I end up sitting down at the old computer, sorting through all the files on drive E: and drive F: and copying the ones I want to drive D: folder UNCLETROYSHARE because somehow, some way, that's the only folder the new computer can access.  All of which kind of kills the whole idea of sharing all the old folders and copying or just accessing the various files as needed from the new computer.

All I want to do is set up the occasional folder which I can share with everyone.  Is that so hard?

And, it turns out, it is.

I recently discovered that you can have Windows sharing settings and NTFS  sharing settings.  What is NTFS?  That's the File System used in Windows with the NT kernel, which was the various server versions throughout history and every consumer version starting with 2000/XP.  (I was always told the NT stood for Network Terminal, as the NT versions were designed for network servers.)  Apparently, setting sharing in Windows does not automatically pass those settings along to the file system, causing you to have to dig around and set more settings to actually share the file, though sometimes it does automatically pass those settings along to the file system, so you don't.

Furthermore, it turns out that part of the problem was that I was trying to share files with everyone.  Now, Windows has access groups with names like Administrators, Users, Guests, etc.  There are access groups which apply to all Users accessing a file from a certain computer, all Users who have logins on a certain computer even if they're accessing files from another computer, etc.  It can get very complicated trying to determine not only what access group has what access level, but what access group a particular User is a member of at a particular time.
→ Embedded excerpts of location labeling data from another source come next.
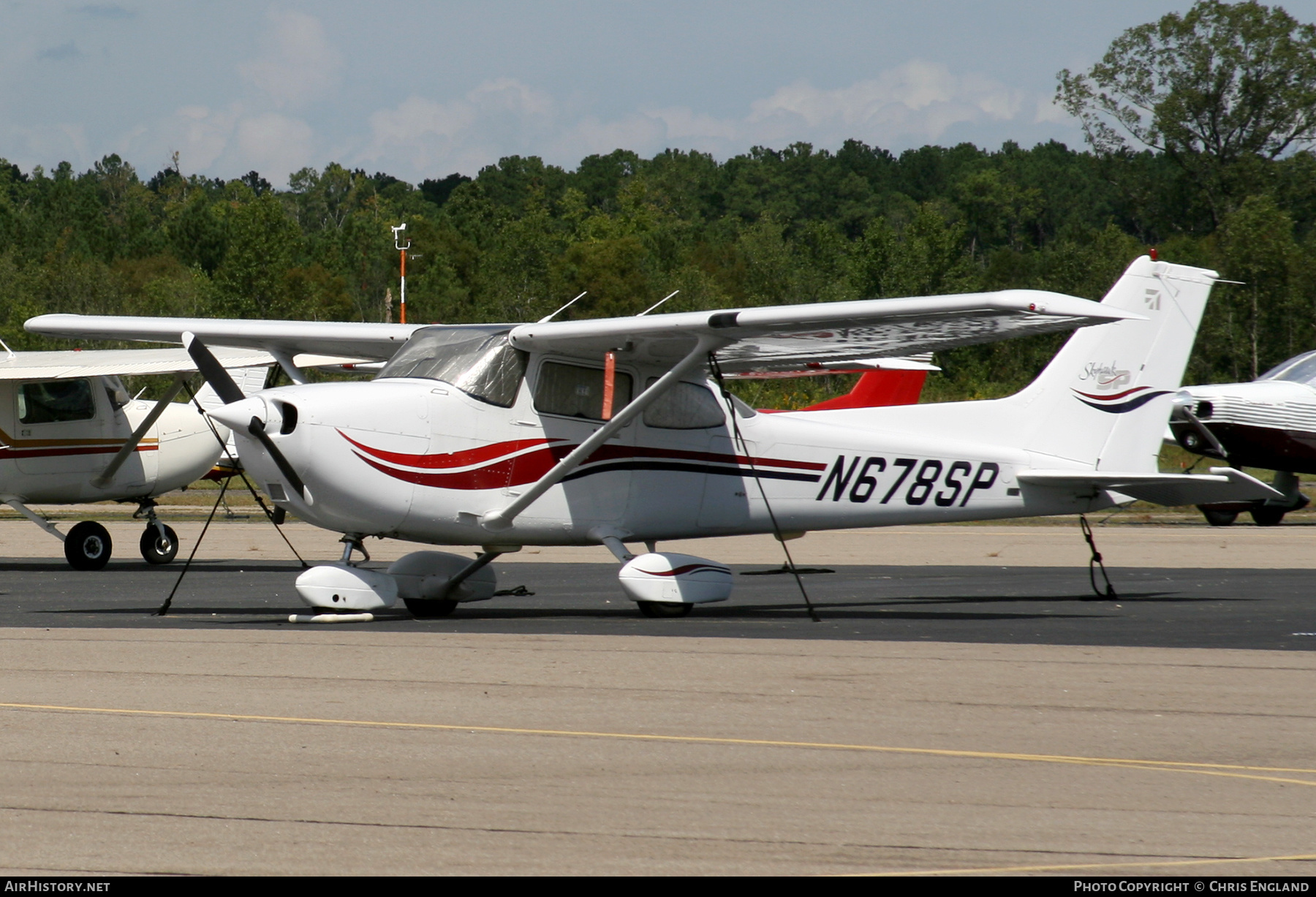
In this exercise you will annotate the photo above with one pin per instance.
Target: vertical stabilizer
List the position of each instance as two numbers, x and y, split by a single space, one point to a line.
1105 399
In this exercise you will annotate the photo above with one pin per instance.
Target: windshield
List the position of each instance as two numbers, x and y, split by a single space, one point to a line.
478 360
1298 370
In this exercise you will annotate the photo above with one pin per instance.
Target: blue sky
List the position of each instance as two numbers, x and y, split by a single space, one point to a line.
421 90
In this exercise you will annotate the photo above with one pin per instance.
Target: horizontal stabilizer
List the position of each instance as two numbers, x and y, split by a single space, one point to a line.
1173 490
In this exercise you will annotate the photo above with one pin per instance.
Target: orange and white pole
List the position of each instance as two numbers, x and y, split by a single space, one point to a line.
610 383
401 251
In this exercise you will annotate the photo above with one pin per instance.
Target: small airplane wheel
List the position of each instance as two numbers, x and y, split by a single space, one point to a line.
1268 516
1219 517
87 546
429 608
665 609
157 550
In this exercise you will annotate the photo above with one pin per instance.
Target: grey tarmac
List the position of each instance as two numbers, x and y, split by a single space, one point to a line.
941 719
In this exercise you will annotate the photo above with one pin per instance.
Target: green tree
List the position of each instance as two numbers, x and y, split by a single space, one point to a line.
1215 88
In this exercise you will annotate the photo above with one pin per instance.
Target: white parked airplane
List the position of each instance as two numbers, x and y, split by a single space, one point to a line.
70 433
611 432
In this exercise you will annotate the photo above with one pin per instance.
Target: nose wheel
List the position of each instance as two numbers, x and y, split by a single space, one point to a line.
87 546
158 549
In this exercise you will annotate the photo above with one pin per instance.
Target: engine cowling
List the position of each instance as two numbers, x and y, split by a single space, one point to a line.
676 579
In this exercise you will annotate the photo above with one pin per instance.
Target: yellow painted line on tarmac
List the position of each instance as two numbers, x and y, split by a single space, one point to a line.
1081 867
1232 771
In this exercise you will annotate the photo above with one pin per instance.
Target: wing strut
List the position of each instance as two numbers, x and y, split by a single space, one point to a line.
502 518
131 446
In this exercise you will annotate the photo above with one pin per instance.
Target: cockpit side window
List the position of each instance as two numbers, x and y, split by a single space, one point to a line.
56 401
478 360
575 391
684 406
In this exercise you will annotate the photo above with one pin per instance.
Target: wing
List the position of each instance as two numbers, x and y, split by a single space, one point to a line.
824 334
118 362
286 338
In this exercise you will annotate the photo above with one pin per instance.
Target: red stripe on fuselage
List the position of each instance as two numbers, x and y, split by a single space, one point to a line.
1113 396
453 458
559 451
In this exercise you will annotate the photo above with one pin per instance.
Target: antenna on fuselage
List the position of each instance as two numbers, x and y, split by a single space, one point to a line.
549 317
658 303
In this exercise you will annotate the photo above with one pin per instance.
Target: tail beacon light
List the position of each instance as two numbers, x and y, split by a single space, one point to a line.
339 587
676 579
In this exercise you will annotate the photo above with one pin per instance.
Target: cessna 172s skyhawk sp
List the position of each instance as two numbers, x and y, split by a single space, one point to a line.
70 433
610 432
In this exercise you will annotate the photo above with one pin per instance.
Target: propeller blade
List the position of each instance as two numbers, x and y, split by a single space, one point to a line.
257 429
230 393
212 370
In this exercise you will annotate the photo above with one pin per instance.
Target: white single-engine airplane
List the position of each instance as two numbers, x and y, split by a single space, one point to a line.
611 432
70 433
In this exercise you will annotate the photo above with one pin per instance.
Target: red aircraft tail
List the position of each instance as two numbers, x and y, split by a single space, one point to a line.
878 388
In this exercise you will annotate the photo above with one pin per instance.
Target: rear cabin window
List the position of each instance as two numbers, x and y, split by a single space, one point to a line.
574 391
56 401
684 406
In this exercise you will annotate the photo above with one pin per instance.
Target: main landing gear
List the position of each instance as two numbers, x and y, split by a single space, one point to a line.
87 545
1263 513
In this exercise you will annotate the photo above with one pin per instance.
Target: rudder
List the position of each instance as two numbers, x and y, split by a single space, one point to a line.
1105 399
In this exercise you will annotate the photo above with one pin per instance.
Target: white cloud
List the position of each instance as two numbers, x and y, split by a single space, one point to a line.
918 100
273 145
299 62
907 105
499 118
46 144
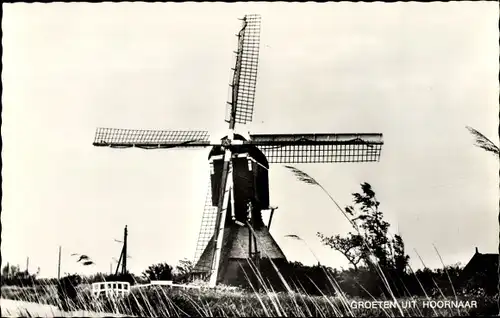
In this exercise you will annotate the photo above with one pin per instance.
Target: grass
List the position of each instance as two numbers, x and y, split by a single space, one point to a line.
166 301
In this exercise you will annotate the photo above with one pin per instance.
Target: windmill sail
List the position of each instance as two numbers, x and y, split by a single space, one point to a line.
245 72
206 231
319 148
150 139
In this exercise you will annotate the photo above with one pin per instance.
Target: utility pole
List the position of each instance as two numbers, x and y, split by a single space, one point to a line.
123 255
59 264
124 267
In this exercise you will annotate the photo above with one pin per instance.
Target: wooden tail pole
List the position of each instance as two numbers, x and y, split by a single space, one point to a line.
59 265
271 217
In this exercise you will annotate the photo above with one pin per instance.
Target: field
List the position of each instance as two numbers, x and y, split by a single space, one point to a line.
165 301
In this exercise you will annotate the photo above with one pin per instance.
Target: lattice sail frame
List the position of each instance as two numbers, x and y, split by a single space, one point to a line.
319 148
245 71
125 138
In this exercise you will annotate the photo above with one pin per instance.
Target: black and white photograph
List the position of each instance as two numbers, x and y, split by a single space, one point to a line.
256 159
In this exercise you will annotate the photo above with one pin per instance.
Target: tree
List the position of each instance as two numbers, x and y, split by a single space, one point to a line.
160 271
483 142
371 239
183 270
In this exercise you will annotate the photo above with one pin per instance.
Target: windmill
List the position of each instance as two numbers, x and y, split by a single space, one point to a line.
232 230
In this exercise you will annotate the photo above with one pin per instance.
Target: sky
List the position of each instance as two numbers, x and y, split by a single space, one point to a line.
416 72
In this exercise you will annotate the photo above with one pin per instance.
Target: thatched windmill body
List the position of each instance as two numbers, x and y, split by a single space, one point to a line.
232 230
Unbeknownst to me, Windows actually has an access group called Everyone.  Any User who is a member of any other group or no group of all is a member of the group Everyone.  If a folder is set to be shared with Everyone, then anyone of any group can access it.

Why wasn't that happening?

Well, it turns out, if you tell Windows to share a file, it doesn't automatically assume you want to share it with Everyone.  Sometimes it will, sometimes it won't, even if you're doing the same click click click you always do.  Or, at least, when I do it, it doesn't.  When I do it, I get this:
  • Everyone is not added to the list of groups who have access.
  • Everyone is added to the list, but not actually given any access.
  • Everyone is added, but only given read or some other limited access, perhaps not even access to list the files in the folder.
  • Everyone is added and given the access level I actually asked for.
I discovered this only recently, and going back to various folders on various computers that I've been trying to share unsuccessfully for literally years, I've discovered that the problem has always been that Everybody wasn't listed as a group having access or was listed but assigned no/limited access.
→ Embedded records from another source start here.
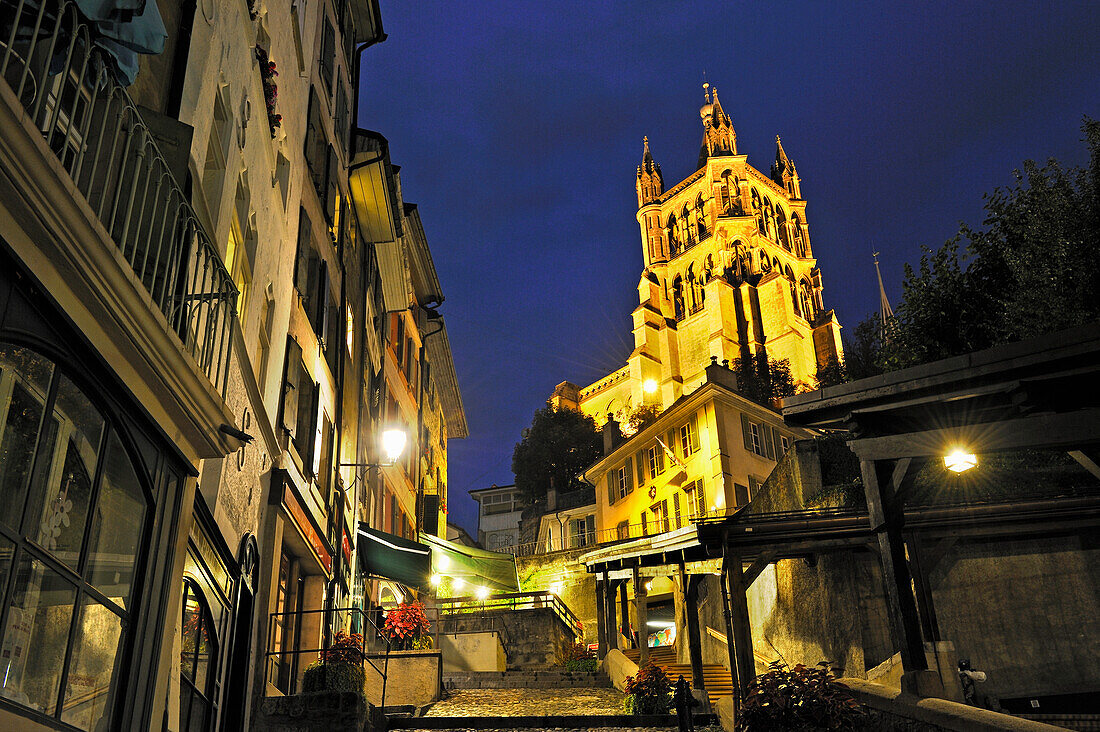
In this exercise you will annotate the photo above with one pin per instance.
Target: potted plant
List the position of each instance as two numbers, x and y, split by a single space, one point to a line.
339 668
801 699
649 692
407 627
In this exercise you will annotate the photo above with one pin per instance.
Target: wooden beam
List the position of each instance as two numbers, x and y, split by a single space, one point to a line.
694 635
741 629
887 522
1068 430
642 602
1089 460
758 566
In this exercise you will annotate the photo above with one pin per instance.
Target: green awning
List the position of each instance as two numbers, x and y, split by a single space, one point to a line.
393 557
477 567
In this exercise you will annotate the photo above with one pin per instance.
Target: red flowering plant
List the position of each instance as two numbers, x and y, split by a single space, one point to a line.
407 626
267 74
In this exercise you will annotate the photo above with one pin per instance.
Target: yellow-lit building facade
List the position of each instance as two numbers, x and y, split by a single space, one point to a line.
728 273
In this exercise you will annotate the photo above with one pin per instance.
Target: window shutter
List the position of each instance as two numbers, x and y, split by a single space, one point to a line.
301 258
740 494
290 385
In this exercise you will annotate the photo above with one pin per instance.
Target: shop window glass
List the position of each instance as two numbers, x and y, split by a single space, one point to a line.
34 641
117 526
64 473
198 662
61 641
95 657
24 380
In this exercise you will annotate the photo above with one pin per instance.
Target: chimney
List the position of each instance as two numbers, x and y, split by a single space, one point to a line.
613 436
721 373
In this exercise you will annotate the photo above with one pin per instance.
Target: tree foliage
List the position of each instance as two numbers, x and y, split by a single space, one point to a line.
559 445
762 380
1030 269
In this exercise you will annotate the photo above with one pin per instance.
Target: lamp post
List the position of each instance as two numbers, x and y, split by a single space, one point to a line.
393 445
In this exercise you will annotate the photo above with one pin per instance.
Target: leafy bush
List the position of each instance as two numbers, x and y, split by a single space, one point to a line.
649 692
800 699
339 676
582 665
345 648
405 625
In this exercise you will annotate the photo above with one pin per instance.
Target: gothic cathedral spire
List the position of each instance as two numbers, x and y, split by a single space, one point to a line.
783 173
718 135
650 184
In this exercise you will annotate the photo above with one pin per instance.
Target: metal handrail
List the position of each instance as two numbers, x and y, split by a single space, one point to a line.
365 620
471 605
68 90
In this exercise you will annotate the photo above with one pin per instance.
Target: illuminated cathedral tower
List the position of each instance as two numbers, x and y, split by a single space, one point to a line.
728 272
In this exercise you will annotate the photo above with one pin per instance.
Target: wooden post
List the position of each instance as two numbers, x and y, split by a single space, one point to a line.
887 517
642 602
601 618
729 635
624 611
921 582
739 622
612 623
694 634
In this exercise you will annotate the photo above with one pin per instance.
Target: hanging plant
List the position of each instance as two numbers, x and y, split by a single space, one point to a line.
406 625
267 74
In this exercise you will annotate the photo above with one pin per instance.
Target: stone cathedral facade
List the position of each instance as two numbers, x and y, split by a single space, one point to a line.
728 272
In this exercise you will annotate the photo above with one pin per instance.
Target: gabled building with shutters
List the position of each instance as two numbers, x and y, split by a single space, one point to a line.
705 455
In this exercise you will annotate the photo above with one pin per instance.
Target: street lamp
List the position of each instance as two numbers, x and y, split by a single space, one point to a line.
959 460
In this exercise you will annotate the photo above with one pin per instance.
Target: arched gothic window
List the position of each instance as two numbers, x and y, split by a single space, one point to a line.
758 211
806 296
74 512
800 242
198 662
784 237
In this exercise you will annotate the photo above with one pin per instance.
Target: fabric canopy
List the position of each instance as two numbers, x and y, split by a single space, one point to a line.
393 557
491 569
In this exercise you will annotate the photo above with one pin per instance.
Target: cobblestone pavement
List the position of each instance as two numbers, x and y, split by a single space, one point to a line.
528 702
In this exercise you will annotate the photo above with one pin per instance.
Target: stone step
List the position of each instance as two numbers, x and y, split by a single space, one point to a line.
606 722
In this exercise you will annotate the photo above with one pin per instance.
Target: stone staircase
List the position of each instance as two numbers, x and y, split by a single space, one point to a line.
716 678
527 679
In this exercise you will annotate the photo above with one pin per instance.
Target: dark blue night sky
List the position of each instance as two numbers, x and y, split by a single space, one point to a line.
518 127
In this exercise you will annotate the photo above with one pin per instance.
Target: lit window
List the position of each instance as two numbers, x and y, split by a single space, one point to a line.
351 330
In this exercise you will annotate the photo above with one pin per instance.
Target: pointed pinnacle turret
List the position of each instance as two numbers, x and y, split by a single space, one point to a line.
884 310
783 173
718 135
650 183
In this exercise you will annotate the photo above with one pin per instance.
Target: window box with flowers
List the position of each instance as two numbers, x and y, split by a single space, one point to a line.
267 74
407 627
340 667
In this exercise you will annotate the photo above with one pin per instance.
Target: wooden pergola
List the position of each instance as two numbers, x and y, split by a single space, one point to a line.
1037 394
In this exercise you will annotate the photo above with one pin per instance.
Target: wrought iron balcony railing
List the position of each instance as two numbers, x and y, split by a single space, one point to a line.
67 87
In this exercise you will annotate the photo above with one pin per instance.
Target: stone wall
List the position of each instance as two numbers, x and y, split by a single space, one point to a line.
532 640
321 711
578 587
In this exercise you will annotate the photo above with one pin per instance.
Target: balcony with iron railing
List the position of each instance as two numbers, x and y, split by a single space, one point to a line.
63 86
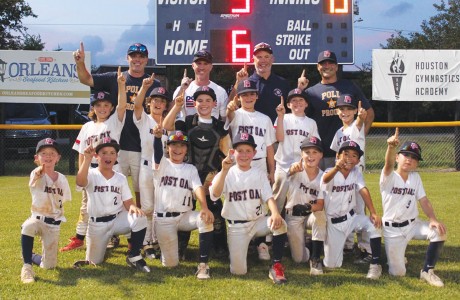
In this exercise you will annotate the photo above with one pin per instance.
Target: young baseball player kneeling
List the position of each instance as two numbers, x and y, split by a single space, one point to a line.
49 189
244 190
304 179
175 182
110 206
401 190
340 185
Sure, it's all my fault.  I've been doing it wrong.  I get that.  The problem I'm having is that I've been doing it the same way all these years.  If I'm always doing it the same way and that way is wrong, the question isn't why I can't share files.  The question is, how was I ever able to share files in the few cases where it did work?

Update November 17, 2015:  I bought a external drive the other day and had the same problem yet again, re-read this and realized I was a little vague on how to actually solve the problem.  With Windows Vista/7 (the only systems I have on hand to test), when you want to share a folder, right click, select Properties, select the Sharing tab, select Advanced Sharing, check the Share this folder checkbox, then click Permissions.  If the user Everyone doesn't exist, Add it.  Set Everyone to the permissions you want.  Now go to the Security tab.  Add Everyone if it doesn't exist and set the permissions you want.